I'm not certain you can do the former at the moment. For the latter, maybe ~Module::parse_bitcode_from_buffer~ Context::create_module_from_ir? I don't think you can just inject IR into the module other than creating it from scratch

novacrazy commented 4 years ago

I'll have to experiment with that. Perhaps handwrite a few modules for common ops and rely on link_in_module to combine it with generated code.

As for viewing the assembly, perhaps reinterpreting the raw function pointer in JitFunction as a slice of something and searching for a ret instructions could work to get a range, depending on what the underlying real code is provided by LLVM. I mean, it's still just raw bytes at that point, but it's a start. Nevermind, dumb idea.

novacrazy commented 4 years ago

Oh.

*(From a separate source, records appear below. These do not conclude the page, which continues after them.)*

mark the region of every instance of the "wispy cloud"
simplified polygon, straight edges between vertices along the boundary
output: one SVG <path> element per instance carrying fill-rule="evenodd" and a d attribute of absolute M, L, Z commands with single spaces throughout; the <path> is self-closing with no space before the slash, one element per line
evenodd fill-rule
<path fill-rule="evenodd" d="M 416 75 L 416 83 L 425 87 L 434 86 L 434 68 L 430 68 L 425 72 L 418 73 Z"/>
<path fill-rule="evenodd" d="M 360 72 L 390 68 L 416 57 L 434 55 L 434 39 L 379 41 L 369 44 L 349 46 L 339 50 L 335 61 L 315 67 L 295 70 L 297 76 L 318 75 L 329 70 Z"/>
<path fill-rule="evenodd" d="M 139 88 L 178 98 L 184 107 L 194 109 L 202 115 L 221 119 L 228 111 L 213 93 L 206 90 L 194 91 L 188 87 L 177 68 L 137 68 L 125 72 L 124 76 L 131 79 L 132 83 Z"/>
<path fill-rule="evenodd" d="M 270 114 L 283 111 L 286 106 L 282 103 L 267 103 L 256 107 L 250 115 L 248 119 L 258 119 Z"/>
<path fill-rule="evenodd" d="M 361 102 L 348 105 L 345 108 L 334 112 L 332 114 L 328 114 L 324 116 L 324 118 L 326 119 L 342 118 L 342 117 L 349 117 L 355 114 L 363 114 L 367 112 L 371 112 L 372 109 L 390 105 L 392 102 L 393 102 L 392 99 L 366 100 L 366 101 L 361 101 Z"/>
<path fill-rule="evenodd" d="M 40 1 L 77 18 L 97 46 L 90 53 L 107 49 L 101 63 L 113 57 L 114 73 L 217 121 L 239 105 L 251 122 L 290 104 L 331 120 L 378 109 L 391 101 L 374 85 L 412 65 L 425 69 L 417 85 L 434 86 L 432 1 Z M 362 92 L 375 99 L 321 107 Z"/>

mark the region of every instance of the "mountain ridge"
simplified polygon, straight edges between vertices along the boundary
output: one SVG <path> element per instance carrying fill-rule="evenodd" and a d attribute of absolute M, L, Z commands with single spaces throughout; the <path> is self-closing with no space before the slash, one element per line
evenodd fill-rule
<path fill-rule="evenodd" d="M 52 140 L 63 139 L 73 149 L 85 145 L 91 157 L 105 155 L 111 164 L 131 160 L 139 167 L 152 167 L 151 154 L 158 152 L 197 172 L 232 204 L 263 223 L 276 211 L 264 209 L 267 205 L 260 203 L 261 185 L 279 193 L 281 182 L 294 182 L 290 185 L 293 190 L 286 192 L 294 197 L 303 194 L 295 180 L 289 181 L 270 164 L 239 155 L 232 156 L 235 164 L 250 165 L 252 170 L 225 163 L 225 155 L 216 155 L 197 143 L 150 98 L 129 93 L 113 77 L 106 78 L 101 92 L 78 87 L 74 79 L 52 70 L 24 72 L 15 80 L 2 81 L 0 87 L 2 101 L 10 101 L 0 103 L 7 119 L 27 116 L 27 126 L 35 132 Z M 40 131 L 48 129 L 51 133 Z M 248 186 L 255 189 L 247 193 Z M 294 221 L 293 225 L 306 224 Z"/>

Of course, this is already available.

Target::initialize_native(&InitializationConfig::default()).expect("Failed to initialize native target");

let triple = TargetMachine::get_default_triple();
let cpu = TargetMachine::get_host_cpu_name().to_string();
let features = TargetMachine::get_host_cpu_features().to_string();

let target = Target::from_triple(&triple).unwrap();
let machine = target
    .create_target_machine(
        &triple,
        &cpu,
        &features,
        OptimizationLevel::Aggressive,
        RelocMode::Default,
        CodeModel::Default,
    )
    .unwrap();

    // create a module and do JIT stuff

machine.write_to_file(&module, FileType::Assembly, "out.asm".as_ref()).unwrap();

So yeah, took me a while to find out how, but it does indeed save the whole assembly with labels, attributes and so forth.

It also confirms that it's producing highly-optimized machine code just like I hoped.

However, some better documentation around target machines would be very helpful. Is it stateful? Does it actually affect codegen? Other than exporting that module, it doesn't touch the JIT code, so its affect is unknown.

You're welcome to close this if this solution is acceptable, though my questions still stand.